Harris argues that our current language and ideological norms for international diplomacy are inadequate in the face of rogue states, global terror networks and weapons of mass destruction.   This is a topic that folks like myself, Parapundit, Den Beste, Ralph Peters, and so on have written about at length.  Harris goes one further by providing a very formalized, structural theory for why these norms came about and how they are being systemically attacked.

Most doctrines that govern our "liberal world order" assume similar goals / motivations for all players -- e.g. Realpolitik.   Germany and Japan in WWII sought more territory for greater GNP.   Their actions were fundamentally grounded in a motivation that we were able to wrap our minds around because they mirrored our our own desires for greater wealth (although Americans tend to see domestic avenues for securing this).   This predictability was the essence in preventing "anarchy of the mind"  and thus anarchy amongst nations -- it's what concepts like deterrence are fundamentally predicated upon.  You nuke me into the stone age and I'll nuke you back there too and it will suck cuz neither of us will have our new Pentium 4 laptops.
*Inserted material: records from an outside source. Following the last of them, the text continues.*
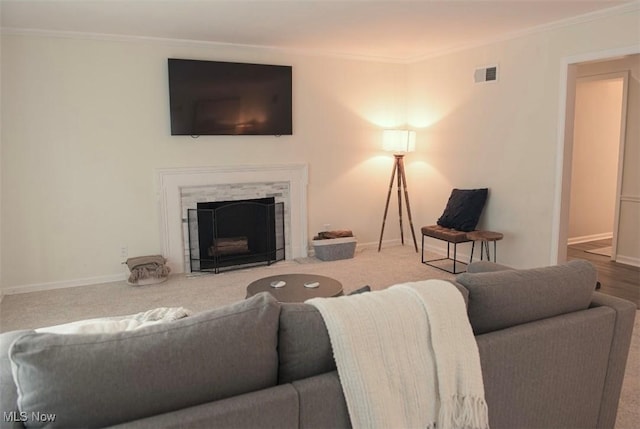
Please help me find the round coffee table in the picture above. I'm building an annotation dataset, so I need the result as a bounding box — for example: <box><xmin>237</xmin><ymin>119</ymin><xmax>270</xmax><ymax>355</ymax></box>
<box><xmin>246</xmin><ymin>274</ymin><xmax>343</xmax><ymax>303</ymax></box>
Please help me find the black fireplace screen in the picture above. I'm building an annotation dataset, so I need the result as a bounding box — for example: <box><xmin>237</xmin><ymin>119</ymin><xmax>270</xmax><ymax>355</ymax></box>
<box><xmin>188</xmin><ymin>198</ymin><xmax>285</xmax><ymax>273</ymax></box>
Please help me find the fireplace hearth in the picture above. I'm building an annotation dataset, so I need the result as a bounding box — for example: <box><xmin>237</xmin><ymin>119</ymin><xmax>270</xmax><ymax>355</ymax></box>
<box><xmin>187</xmin><ymin>197</ymin><xmax>285</xmax><ymax>273</ymax></box>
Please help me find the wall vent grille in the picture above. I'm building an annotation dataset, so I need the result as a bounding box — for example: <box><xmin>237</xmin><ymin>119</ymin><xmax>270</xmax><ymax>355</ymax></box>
<box><xmin>474</xmin><ymin>65</ymin><xmax>499</xmax><ymax>83</ymax></box>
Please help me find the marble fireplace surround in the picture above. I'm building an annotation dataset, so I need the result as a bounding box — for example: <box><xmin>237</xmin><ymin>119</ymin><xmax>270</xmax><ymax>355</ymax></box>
<box><xmin>157</xmin><ymin>164</ymin><xmax>309</xmax><ymax>274</ymax></box>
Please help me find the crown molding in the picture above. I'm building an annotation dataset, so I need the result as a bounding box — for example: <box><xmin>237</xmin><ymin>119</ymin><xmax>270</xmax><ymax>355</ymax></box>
<box><xmin>2</xmin><ymin>1</ymin><xmax>638</xmax><ymax>65</ymax></box>
<box><xmin>0</xmin><ymin>27</ymin><xmax>408</xmax><ymax>64</ymax></box>
<box><xmin>406</xmin><ymin>1</ymin><xmax>640</xmax><ymax>63</ymax></box>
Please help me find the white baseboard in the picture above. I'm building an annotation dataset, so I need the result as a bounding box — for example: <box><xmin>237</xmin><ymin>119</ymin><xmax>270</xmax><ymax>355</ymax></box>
<box><xmin>2</xmin><ymin>273</ymin><xmax>127</xmax><ymax>296</ymax></box>
<box><xmin>357</xmin><ymin>239</ymin><xmax>402</xmax><ymax>251</ymax></box>
<box><xmin>615</xmin><ymin>255</ymin><xmax>640</xmax><ymax>268</ymax></box>
<box><xmin>567</xmin><ymin>233</ymin><xmax>613</xmax><ymax>245</ymax></box>
<box><xmin>358</xmin><ymin>239</ymin><xmax>476</xmax><ymax>263</ymax></box>
<box><xmin>4</xmin><ymin>241</ymin><xmax>408</xmax><ymax>295</ymax></box>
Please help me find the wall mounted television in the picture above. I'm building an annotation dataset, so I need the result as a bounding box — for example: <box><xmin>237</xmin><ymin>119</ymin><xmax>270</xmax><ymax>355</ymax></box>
<box><xmin>168</xmin><ymin>58</ymin><xmax>293</xmax><ymax>136</ymax></box>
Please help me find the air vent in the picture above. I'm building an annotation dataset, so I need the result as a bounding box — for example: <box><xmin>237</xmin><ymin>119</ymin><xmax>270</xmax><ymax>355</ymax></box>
<box><xmin>474</xmin><ymin>65</ymin><xmax>499</xmax><ymax>83</ymax></box>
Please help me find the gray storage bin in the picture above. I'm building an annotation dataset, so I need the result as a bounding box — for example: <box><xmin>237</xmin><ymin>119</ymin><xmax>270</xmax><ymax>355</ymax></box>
<box><xmin>312</xmin><ymin>237</ymin><xmax>357</xmax><ymax>261</ymax></box>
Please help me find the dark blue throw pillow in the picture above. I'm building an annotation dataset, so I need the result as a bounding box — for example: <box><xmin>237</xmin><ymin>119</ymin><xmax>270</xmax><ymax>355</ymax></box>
<box><xmin>437</xmin><ymin>188</ymin><xmax>488</xmax><ymax>232</ymax></box>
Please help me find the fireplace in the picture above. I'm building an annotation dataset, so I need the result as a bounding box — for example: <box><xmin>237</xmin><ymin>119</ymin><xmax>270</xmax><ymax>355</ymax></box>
<box><xmin>187</xmin><ymin>197</ymin><xmax>285</xmax><ymax>273</ymax></box>
<box><xmin>156</xmin><ymin>164</ymin><xmax>308</xmax><ymax>274</ymax></box>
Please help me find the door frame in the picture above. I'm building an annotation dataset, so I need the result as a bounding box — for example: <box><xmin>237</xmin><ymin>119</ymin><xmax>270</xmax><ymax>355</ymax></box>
<box><xmin>610</xmin><ymin>71</ymin><xmax>629</xmax><ymax>262</ymax></box>
<box><xmin>552</xmin><ymin>44</ymin><xmax>639</xmax><ymax>264</ymax></box>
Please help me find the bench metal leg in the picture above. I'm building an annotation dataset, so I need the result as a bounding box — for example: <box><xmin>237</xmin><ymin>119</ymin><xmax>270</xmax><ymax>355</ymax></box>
<box><xmin>469</xmin><ymin>239</ymin><xmax>499</xmax><ymax>264</ymax></box>
<box><xmin>421</xmin><ymin>234</ymin><xmax>469</xmax><ymax>274</ymax></box>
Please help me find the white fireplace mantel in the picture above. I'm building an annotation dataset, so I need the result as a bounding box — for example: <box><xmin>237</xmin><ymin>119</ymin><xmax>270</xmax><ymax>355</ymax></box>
<box><xmin>156</xmin><ymin>164</ymin><xmax>309</xmax><ymax>273</ymax></box>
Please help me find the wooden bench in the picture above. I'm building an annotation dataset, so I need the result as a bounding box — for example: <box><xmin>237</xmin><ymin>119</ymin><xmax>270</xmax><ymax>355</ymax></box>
<box><xmin>421</xmin><ymin>225</ymin><xmax>472</xmax><ymax>274</ymax></box>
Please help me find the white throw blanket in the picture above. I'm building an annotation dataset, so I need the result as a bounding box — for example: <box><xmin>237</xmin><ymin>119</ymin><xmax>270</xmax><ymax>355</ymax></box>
<box><xmin>307</xmin><ymin>279</ymin><xmax>488</xmax><ymax>429</ymax></box>
<box><xmin>35</xmin><ymin>307</ymin><xmax>192</xmax><ymax>334</ymax></box>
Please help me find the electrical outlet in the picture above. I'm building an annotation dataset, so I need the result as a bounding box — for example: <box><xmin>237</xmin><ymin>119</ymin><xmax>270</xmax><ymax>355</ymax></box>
<box><xmin>120</xmin><ymin>245</ymin><xmax>128</xmax><ymax>260</ymax></box>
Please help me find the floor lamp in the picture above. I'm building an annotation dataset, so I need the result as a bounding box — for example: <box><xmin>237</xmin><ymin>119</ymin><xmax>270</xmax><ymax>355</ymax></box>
<box><xmin>378</xmin><ymin>129</ymin><xmax>418</xmax><ymax>252</ymax></box>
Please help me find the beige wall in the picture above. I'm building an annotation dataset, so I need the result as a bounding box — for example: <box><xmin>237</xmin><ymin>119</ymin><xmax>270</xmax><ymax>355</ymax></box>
<box><xmin>0</xmin><ymin>34</ymin><xmax>406</xmax><ymax>290</ymax></box>
<box><xmin>568</xmin><ymin>77</ymin><xmax>622</xmax><ymax>242</ymax></box>
<box><xmin>407</xmin><ymin>7</ymin><xmax>640</xmax><ymax>268</ymax></box>
<box><xmin>1</xmin><ymin>6</ymin><xmax>639</xmax><ymax>290</ymax></box>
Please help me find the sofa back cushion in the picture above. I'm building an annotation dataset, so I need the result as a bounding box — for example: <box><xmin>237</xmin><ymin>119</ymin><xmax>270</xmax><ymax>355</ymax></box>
<box><xmin>456</xmin><ymin>260</ymin><xmax>597</xmax><ymax>334</ymax></box>
<box><xmin>9</xmin><ymin>292</ymin><xmax>280</xmax><ymax>429</ymax></box>
<box><xmin>277</xmin><ymin>281</ymin><xmax>470</xmax><ymax>384</ymax></box>
<box><xmin>0</xmin><ymin>329</ymin><xmax>34</xmax><ymax>428</ymax></box>
<box><xmin>278</xmin><ymin>303</ymin><xmax>336</xmax><ymax>383</ymax></box>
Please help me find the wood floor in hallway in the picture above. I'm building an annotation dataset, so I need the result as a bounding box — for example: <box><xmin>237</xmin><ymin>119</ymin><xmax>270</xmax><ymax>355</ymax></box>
<box><xmin>568</xmin><ymin>238</ymin><xmax>640</xmax><ymax>307</ymax></box>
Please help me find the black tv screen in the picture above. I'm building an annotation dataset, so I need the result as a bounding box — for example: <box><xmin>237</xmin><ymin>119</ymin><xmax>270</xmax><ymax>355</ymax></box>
<box><xmin>168</xmin><ymin>58</ymin><xmax>292</xmax><ymax>136</ymax></box>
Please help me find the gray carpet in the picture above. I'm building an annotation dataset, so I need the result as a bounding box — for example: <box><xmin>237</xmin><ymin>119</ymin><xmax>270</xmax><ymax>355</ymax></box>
<box><xmin>0</xmin><ymin>244</ymin><xmax>637</xmax><ymax>428</ymax></box>
<box><xmin>0</xmin><ymin>245</ymin><xmax>455</xmax><ymax>331</ymax></box>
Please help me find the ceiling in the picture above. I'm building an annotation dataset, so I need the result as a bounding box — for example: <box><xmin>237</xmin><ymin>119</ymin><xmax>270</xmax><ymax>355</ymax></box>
<box><xmin>0</xmin><ymin>0</ymin><xmax>634</xmax><ymax>62</ymax></box>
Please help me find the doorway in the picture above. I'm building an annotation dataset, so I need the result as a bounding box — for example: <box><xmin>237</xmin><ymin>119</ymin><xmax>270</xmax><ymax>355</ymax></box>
<box><xmin>567</xmin><ymin>72</ymin><xmax>626</xmax><ymax>260</ymax></box>
<box><xmin>556</xmin><ymin>50</ymin><xmax>640</xmax><ymax>305</ymax></box>
<box><xmin>555</xmin><ymin>51</ymin><xmax>639</xmax><ymax>267</ymax></box>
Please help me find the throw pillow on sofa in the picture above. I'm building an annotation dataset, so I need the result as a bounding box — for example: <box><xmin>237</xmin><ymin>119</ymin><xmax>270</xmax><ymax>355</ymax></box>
<box><xmin>9</xmin><ymin>293</ymin><xmax>281</xmax><ymax>429</ymax></box>
<box><xmin>34</xmin><ymin>307</ymin><xmax>192</xmax><ymax>334</ymax></box>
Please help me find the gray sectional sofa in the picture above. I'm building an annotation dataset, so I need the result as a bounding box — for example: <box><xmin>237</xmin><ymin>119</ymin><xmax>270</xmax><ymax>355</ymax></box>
<box><xmin>0</xmin><ymin>260</ymin><xmax>635</xmax><ymax>429</ymax></box>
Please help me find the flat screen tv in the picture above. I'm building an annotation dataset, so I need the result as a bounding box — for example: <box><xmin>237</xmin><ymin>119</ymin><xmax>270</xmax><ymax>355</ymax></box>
<box><xmin>168</xmin><ymin>58</ymin><xmax>292</xmax><ymax>136</ymax></box>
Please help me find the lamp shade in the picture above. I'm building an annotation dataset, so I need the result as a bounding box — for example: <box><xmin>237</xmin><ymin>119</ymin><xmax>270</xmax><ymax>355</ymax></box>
<box><xmin>382</xmin><ymin>129</ymin><xmax>416</xmax><ymax>153</ymax></box>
But what happens when you a playing chess with someone who refuses to accept the rules of the game? How do you respond if your opponent begins to jump his knight in all sorts of bizarre zigzag patterns, so that you cannot predict where he will land or what piece he will seize?
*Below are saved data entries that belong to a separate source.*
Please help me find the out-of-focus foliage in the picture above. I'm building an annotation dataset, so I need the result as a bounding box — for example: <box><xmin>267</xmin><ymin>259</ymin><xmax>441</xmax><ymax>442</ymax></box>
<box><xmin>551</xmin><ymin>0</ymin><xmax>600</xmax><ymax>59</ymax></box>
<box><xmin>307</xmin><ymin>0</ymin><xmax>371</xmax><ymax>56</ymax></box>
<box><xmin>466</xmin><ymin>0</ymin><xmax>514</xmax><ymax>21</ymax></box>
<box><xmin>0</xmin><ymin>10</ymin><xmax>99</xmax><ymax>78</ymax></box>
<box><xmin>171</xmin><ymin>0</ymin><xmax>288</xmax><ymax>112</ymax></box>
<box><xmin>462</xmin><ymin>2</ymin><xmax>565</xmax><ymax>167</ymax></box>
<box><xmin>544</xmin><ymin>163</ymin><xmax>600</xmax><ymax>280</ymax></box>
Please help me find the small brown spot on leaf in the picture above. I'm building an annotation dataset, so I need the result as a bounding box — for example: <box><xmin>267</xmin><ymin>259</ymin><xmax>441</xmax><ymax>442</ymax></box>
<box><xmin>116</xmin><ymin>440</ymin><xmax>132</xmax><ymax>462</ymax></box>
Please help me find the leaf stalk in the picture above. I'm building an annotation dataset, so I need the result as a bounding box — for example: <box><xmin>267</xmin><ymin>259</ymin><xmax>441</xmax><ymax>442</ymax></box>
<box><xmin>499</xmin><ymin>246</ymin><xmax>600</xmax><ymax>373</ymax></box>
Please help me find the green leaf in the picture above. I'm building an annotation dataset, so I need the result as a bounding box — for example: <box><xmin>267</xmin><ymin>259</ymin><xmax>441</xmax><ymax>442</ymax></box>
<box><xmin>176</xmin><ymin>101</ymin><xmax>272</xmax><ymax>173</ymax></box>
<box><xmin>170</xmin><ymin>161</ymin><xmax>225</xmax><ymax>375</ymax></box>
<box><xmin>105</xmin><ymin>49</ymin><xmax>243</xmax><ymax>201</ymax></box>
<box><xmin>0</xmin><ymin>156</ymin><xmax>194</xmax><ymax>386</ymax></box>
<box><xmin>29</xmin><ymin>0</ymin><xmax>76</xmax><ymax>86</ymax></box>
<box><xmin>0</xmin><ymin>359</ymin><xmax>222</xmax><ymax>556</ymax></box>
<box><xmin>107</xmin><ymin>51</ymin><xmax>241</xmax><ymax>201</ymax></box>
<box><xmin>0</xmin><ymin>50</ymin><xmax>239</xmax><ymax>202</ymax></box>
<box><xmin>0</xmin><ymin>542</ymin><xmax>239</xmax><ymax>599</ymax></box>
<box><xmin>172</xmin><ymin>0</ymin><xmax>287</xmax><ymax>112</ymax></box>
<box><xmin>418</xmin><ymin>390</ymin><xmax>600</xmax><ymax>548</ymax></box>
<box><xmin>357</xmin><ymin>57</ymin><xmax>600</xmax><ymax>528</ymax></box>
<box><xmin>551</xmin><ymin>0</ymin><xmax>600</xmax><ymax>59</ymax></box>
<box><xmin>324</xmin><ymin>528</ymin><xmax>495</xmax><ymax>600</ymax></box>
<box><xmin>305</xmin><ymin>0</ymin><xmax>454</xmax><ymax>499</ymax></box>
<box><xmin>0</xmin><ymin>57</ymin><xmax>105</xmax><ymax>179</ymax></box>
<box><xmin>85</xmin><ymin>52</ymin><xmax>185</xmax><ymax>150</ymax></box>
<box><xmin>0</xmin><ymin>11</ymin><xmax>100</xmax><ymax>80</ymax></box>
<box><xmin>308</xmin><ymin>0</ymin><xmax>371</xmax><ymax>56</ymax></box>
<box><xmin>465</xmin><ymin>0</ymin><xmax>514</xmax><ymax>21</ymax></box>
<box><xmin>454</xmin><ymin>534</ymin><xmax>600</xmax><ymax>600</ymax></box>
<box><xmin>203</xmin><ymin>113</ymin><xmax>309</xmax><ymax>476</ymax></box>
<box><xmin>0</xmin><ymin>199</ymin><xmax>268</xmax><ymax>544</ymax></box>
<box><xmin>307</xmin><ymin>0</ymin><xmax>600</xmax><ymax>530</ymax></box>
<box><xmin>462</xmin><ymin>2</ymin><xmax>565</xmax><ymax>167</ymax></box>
In a game of chess the answer is obvious: You stop playing with the madman and go your separate way. But this, unfortunately, is not an option in dealing with genuine conflicts arising in the real world. That is why the supposed realism expressed by the concept of Realpolitik can only be of value in a world comprised exclusively of rational actors.

Harris' discussion of the role of wealth creation in providing a reality check was particularly well done:

Why does this matter? The answer to this question has been provided by Hegel in his Master/Slave dialectic in The Phenomenology of Spirit, and was subsequently taken up as a fundamental theme of Marx's own thinking.
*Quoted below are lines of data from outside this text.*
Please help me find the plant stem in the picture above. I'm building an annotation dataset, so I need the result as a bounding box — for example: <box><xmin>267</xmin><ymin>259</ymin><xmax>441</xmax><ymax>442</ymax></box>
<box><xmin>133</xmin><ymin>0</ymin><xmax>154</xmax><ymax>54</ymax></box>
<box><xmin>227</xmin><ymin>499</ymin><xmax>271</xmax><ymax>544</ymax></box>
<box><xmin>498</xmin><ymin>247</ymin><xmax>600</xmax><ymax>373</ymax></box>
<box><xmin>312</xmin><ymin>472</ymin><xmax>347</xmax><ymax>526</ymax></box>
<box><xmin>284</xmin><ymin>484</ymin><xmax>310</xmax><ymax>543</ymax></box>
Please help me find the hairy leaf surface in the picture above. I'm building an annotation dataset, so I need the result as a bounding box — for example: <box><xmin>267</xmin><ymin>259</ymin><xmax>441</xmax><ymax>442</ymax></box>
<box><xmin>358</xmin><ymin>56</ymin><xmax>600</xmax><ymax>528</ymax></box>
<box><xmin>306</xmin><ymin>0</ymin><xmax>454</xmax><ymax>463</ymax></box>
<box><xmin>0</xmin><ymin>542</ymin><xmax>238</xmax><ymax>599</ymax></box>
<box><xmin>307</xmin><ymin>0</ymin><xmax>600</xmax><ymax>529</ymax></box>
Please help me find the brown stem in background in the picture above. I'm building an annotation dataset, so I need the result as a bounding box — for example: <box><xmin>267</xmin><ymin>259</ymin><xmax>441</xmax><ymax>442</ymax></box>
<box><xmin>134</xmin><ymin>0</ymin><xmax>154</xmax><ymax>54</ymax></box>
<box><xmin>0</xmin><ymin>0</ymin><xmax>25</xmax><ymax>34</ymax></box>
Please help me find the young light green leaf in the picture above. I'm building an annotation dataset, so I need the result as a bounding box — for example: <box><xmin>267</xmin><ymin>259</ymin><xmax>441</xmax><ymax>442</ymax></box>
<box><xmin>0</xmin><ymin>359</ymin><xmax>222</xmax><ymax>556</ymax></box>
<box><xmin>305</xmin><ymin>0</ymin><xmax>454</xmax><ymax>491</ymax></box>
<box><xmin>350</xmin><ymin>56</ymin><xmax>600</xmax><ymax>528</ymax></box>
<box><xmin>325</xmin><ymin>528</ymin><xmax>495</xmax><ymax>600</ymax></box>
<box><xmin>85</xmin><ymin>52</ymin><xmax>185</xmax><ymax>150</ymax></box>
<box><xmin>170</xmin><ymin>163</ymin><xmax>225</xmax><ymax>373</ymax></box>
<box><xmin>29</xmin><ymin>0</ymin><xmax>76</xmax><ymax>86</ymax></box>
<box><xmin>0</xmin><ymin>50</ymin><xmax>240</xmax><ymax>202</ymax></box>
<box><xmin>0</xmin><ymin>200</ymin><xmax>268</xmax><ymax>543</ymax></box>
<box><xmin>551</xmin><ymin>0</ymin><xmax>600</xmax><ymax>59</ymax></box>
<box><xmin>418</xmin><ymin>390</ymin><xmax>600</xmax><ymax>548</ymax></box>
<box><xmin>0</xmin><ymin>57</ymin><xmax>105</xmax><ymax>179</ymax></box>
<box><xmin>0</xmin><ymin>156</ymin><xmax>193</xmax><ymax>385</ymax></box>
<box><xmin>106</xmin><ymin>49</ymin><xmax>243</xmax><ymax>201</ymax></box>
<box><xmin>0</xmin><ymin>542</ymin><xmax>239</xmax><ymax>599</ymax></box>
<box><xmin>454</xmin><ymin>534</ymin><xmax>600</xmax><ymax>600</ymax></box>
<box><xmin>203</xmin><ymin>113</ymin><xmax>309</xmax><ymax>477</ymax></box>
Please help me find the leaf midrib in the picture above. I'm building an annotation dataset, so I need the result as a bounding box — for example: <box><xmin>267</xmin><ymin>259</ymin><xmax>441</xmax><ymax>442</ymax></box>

When people are forced to create their own material world through their own labor, they are certainly not setting out to achieve a greater insight into the nature of reality - they are merely trying to feed themselves, and to provide their children with clothing and a roof over their heads. And yet, whether they will or no, they are also, at every step of the way, acquiring a keener grasp of the objective nature of world. A man who wishes to build his own home with his own hands must come to grips with the recalcitrant properties of wood and gravity: he must learn to discipline his own activities so that he is in fact able to achieve his end. He will come to see that certain things work and that others don't. He will realize that in order to have A, you must first make sure of B. He will be forced to develop a sense of the realistic - and this, once again, is a cultural constant, measured entirely by the ability of each particular culture to cope successfully with the specific challenge posed by the world it inhabits.

But all of this is lost on the man who simply pays another man to build his home for him. He is free to imagine his dream house, and to indulge in every kind of fantasy. The proper nature of the material need not concern him - gravity doesn't interest him. He makes the plans out of his head and expects them to be fulfilled at his whim.

The wealth of the Arab world -- having sprung from the ground with no incremental work necessary to create it -- is a case of the "man who pays another to build his home."   Harris argues that perversely, had the West simply robbed the Arab world of it's Oil, it would have seeded the Hegelian dialectic long ago resulting in a more "reality-bound" mindset in the region. 

Leaders in that region, in the process of forming the inevitable insurgency against Western power would have then been forced to adopt more of the tools & intellectual strategies necessary to mount an effective campaign against Western military.   These tools and intellect would have then seeded a more modernist world view and one that would be more compatible with underlying belief systems of the Western world.  By contrast, Western willingness to pay for Oil rather than steal it directly facilitated the fantasy ideology -- a very provocative line of argument indeed.